You see, them Johnson genes run strong, and I have always looked like my father. Same complexion, same circular scars that run up and down our legs, courtesy of ezcema for the most part.
But I’ve never had surgery. My father has had two in the past two months. He’s looking at his third if the pain doesn’t go away.
Never would I have believed the state my family is in. Not ten years ago, not five years ago, not even two years ago. But not everything, maybe even not most things, in life are stable. That’s a lesson I’ve been learning for quite a while now.
My mom worries about losing the house. My dad worries that not working will keep them from paying the bills. He can’t work, and I hope that the stubbornness that also runs through our family doesn’t screw him over. Sit down, rest.
Maybe it’s our time to sweep in and take over the role of the caregiver, the provider. The children helping their parents make it, not the other way around. I mean, eventually, that’s what’s to come, right? But is that time really now? In a way, I still feel like we’re still babies ourselves. We’re not done getting it all together. And I still got scars of my own to deal with.

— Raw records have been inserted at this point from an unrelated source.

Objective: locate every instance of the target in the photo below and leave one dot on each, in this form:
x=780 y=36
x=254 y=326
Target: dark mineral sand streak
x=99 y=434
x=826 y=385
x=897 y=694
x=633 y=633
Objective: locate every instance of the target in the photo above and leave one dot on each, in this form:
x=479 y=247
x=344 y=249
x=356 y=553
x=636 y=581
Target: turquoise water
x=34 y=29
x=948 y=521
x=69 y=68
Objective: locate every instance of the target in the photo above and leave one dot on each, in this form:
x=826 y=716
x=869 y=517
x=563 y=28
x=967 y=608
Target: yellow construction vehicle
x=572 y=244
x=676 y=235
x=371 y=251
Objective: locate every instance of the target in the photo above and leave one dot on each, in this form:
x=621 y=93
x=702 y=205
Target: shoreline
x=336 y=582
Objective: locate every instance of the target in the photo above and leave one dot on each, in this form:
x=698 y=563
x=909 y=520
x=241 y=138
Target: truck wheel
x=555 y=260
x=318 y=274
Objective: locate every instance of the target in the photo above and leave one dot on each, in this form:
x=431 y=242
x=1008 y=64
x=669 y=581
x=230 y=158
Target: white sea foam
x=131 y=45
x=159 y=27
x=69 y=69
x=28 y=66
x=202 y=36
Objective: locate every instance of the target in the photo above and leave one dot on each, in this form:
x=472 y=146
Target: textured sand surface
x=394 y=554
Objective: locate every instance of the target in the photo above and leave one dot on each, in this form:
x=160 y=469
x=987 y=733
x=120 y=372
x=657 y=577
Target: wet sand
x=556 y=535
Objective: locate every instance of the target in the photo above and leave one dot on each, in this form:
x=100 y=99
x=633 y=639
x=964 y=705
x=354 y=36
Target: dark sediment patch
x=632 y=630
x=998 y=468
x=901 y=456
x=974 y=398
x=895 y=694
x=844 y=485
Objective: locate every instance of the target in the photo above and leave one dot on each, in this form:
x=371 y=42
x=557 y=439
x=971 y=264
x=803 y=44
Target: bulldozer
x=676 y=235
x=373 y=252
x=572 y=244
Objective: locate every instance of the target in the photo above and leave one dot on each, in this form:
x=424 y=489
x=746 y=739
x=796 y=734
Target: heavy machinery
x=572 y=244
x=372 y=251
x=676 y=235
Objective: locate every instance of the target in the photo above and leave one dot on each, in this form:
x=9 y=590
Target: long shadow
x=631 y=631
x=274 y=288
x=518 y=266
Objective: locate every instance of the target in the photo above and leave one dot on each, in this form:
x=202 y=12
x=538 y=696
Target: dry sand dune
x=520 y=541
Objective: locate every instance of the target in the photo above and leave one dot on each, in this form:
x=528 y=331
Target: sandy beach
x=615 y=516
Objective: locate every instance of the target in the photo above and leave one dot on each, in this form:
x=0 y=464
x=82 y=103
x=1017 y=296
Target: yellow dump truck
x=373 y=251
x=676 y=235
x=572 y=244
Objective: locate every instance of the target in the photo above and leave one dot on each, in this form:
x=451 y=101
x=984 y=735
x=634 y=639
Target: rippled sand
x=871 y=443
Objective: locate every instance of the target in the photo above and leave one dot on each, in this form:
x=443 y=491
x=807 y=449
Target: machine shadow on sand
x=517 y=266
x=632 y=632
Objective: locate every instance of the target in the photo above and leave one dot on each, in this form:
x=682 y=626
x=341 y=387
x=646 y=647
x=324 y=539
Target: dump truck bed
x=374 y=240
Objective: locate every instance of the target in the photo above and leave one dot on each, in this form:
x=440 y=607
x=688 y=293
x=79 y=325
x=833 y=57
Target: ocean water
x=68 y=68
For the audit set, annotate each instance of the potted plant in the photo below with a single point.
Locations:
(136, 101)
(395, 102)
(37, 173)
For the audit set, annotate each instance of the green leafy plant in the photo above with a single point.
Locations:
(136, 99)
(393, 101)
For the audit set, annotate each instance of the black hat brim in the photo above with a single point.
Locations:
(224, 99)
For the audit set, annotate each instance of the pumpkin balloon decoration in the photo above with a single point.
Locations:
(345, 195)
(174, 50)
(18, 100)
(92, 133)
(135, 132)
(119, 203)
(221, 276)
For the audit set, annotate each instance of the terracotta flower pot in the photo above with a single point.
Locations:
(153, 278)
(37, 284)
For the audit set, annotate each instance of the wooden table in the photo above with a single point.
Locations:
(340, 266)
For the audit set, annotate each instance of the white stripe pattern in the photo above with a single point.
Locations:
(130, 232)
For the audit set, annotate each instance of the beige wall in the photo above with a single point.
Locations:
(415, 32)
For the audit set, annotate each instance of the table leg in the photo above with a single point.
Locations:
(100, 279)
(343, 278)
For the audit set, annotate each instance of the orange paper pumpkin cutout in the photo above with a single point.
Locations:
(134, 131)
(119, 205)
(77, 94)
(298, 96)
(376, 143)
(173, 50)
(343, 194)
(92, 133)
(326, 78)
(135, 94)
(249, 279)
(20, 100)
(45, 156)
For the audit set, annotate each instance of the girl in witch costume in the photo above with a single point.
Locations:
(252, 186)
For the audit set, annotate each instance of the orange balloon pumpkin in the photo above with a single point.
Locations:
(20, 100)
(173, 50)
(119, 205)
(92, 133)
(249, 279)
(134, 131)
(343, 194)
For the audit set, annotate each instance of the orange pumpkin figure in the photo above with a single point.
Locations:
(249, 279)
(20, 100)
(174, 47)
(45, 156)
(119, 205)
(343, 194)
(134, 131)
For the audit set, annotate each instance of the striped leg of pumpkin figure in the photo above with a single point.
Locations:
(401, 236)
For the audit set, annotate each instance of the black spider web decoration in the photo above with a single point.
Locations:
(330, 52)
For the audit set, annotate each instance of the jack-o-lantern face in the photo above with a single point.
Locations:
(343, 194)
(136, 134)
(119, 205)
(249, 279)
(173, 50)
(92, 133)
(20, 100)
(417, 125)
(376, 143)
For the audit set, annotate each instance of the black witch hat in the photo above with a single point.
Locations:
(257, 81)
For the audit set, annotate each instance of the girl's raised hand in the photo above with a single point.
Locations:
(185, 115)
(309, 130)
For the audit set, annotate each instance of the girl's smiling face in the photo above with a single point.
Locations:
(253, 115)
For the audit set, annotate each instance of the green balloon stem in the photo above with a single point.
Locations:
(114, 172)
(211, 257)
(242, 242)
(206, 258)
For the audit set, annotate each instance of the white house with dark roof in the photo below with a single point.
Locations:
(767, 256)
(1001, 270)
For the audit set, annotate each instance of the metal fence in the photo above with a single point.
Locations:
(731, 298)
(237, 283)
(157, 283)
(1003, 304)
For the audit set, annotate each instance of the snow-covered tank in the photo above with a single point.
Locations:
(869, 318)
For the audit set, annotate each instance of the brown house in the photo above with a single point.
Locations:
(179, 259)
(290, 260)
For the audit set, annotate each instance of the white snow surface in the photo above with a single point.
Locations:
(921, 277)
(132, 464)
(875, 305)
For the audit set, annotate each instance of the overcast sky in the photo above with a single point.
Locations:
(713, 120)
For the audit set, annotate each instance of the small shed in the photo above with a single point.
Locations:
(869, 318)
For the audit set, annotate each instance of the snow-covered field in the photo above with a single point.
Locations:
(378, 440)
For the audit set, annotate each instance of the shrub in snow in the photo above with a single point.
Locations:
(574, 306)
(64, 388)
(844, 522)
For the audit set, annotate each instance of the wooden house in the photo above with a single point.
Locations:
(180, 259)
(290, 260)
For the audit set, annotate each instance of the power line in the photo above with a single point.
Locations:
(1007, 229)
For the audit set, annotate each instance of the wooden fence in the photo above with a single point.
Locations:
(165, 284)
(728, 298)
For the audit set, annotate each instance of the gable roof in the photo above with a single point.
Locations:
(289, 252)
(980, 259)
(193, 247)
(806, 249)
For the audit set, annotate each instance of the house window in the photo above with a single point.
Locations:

My scars are invisible. They’re the doubts and the worries. It’s the fresh heartbreak I still find myself crying over. My honey [my baklava glue]. I miss him so much. I want him so much. He’s hurt me so much. It’s like he took the pain life throws at him, repackaged it, balled it up and threw it right back at me. Hard. And that wasn’t fair. Not when he knew that I told him I’d be right there with him to carry that weight of the world, so it wouldn’t break his back. But people make their choices for their own reasons. I still love him. God knows I still love that man.
::sigh:: Today it’s rainy. Heaven’s crying.